This function is primarily designed to be called by
meandistance.matrix2
, in order to calculate distances between all
possible unambiguous genotypes. Ordinary users won't use
genotypeProbs
unless they are designing a new analysis.
The genotype analyzed is Genotype(object, sample, locus)
. If
the genotype is unambiguous (fully heterozygous or homozygous), a single
unambiguous genotype is returned with a probability of one.

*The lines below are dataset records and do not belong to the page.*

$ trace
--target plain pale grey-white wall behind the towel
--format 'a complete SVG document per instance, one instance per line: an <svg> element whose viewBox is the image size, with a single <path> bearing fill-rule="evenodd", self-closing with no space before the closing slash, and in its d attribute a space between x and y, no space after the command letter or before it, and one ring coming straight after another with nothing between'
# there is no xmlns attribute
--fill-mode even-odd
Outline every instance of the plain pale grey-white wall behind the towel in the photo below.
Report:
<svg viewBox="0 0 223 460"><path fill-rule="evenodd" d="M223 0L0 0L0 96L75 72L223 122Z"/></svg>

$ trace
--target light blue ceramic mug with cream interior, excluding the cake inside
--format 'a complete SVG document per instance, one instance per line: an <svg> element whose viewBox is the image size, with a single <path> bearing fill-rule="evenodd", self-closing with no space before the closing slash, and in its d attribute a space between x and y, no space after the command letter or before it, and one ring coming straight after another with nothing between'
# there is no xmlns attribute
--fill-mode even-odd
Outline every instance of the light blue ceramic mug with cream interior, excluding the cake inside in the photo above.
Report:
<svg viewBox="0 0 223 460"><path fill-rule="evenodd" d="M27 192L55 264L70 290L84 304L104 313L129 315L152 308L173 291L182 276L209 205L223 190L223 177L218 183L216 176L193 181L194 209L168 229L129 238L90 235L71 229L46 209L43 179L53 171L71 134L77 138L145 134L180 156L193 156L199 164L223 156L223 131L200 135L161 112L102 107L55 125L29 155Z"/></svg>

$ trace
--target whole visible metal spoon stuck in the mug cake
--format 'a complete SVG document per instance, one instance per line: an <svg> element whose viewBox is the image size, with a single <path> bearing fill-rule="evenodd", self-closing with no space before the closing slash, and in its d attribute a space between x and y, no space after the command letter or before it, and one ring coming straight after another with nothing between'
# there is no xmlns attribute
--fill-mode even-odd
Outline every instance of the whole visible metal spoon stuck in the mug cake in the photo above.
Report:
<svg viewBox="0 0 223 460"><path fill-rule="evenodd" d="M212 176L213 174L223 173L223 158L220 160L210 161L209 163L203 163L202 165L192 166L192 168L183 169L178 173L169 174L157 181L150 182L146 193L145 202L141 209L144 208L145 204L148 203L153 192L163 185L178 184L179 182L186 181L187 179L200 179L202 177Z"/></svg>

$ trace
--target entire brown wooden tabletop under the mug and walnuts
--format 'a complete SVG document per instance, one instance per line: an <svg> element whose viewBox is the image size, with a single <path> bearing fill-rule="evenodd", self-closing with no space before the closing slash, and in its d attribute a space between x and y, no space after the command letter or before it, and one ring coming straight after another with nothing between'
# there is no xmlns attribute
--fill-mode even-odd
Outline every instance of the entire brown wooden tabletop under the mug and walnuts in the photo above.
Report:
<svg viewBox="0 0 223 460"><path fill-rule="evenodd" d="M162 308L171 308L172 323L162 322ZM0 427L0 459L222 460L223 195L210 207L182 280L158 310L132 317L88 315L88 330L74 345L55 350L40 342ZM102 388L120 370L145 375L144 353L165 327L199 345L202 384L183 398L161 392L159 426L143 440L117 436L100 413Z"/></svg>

If the genotype is ambiguous (partially heterozygous), a recursive
algorithm is used to generate all possible unambiguous genotypes (all
possible duplications of alleles in the genotype, up to the ploidy of
the individual.)
If the freq
argument is supplied:
The probability of each unambiguous genotype is then calculated from
the allele frequencies of the individual's population, under the
assumption of random mating. Allele frequencies are normalized so that
the frequencies of the alleles in the ambiguous genotype sum to one;
this converts
each frequency to the probability of the allele being present in more
than one copy. The product of these probabilities is multiplied by the
appropriate polynomial coefficient to calculate the probability of the
unambiguous genotype.
$$p = \prod_{i=1}^n f_{i}^{c_i} * \frac{(k-n)!}{\prod_{i=1}^n c_i!}$$
where p is the probability of the unambiguous genotype, n
is the number
of alleles in the ambiguous genotype, f is the normalized frequency of
each allele, c is the number of duplicated copies (total number of
copies minus one) of the allele in the unambiguous genotype, and k is
the ploidy of the individual.
If the gprob
and alleles
arguments are supplied:
The probabilities of all possible genotypes in the population have
already been calculated, based on allele frequencies and selfing rate.
This is done in meandistance.matrix2
using code from De Silva
et al. (2005).
Probabilities for the genotypes of interest (those that the ambiguous
genotype could represent) are normalized to sum to 1, in order to give
the conditional probabilities of the possible genotypes.